Kaum bemerkte er, daß sein Sohn und Marga Vanheil ihnen gefolgt waren, kaum die strammstehende Arbeiterschar an Bord, die Ingenieure und Maaten an den Registrierapparaten und den Ankerspillen. Und sein Stolz sprang auf die Frau an seinem Arm über, daß sie hochaufgerichtet, den Blick weit voraus, an seiner Seite schritt und, ohne sich zu besinnen, am Bug des Schiffes die Schaumweinflasche aus seiner Hand nahm und den kraftvollen Arm hob. Totenstille trat ein. Und Frau Bramberg sagte schnell und laut: »Ingeborg heiße du, wie die, die dich tauft. Sei treu dem, der dir die Seele gab. Dann bleibst du nah, und warst du auf fernster Fahrt. Fahr wohl, Ingeborg!«

Und am Bug splitterte die Flasche und rauschte der edle Taufwein.

Karl Twersten sah sie an. »Germanenblut,« lachte es in ihm. So froh gestimmt war er lange nicht mehr gewesen. Aber kein Wort kam über seine Lippen. Schnellen Schrittes führte er den Gast zum Heck des Schiffes, das zuerst das Wasser traf. Von der festen Brüstung aus, die das Heck umschloß, tönte sein Befehl an den Oberingenieur, der ihn in selber Sekunde weiter gab.

»Stopper los!«

Hell und durchdringend klang das Kommando.

Ein Atemzug der Spannung – und sausend kappte das Fallbeil das Tau der ›Ingeborg‹. Schon aber springen Hunderte von Arbeitern zu. Wie Pionierkompanien gegen eine Schanze anspringen. Und mit mächtigem Schwung treiben die langgestielten Hämmer in Eisenfäusten die schmalen Holzkeile zwischen die Schlitten, auf denen der riesige Rumpf des Schiffes ruht.

Man hört nur das hastige Geklapper der Hämmer, das Stöhnen des Holzes.

Noch rührt sich der Koloß nicht.

Da – Zoll für Zoll – beginnt er anzurücken.

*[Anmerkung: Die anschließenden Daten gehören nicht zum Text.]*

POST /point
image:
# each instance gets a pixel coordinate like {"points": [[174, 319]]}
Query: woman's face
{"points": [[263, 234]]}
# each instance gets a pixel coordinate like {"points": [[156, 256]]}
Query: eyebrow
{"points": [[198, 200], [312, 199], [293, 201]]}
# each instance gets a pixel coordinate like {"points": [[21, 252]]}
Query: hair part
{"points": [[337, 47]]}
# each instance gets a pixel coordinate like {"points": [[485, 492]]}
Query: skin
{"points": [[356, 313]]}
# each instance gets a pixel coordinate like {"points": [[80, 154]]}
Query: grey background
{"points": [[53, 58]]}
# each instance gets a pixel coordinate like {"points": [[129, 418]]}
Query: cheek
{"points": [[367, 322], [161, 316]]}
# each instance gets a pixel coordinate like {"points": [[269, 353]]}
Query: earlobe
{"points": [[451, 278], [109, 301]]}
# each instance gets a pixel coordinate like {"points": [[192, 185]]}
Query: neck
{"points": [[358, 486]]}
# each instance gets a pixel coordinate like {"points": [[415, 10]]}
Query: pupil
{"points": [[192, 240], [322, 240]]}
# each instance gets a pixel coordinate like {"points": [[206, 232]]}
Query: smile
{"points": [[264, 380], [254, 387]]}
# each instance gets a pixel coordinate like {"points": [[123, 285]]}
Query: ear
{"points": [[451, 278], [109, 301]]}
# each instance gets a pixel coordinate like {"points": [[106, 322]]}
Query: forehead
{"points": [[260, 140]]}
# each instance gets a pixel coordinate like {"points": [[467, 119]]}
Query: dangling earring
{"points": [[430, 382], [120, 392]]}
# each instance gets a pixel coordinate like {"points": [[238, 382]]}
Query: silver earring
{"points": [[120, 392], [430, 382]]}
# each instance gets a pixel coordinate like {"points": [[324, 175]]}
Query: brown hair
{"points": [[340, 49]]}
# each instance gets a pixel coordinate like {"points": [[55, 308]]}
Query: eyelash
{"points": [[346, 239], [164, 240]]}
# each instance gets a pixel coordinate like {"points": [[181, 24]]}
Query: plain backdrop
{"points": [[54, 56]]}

Brausende Hurras schwingen sich vom Werftplatz zum Schiffe empor, brausende Hurras ertönen an Deck. Und plötzlich mit dem Feuer eines edlen Renners jagte die ›Ingeborg‹ die geglättete Holzbahn hin, krachend zersplitterten vor ihren eisernen Planken die letzten Hindernisse, und unter erneutem Hurragebrause tauchte das Schiff ins Wasser, um sich ruhig und majestätisch wie ein Schwan aus den Fluten zu erheben. Die ›Ingeborg‹ war von Stapel. –

Einmal nur hatte Frau Brambergs Hand in Twerstens Arm gezuckt, als die Fahrt ins unbekannte Element begann. Dann lag die Hand ganz still. Sie hatte den starken Druck verspürt, der sie getroffen und ruhig gemacht hatte. Leicht an die Reling gelehnt, standen die beiden hochgewachsenen Menschen Schulter an Schulter und blickten hinaus, als erblickten sie weit dort hinten vor der Mündung des Elbstromes das Meer, das rätselhafte, wilde, das kampfgierig lauernde – das stählende Meer!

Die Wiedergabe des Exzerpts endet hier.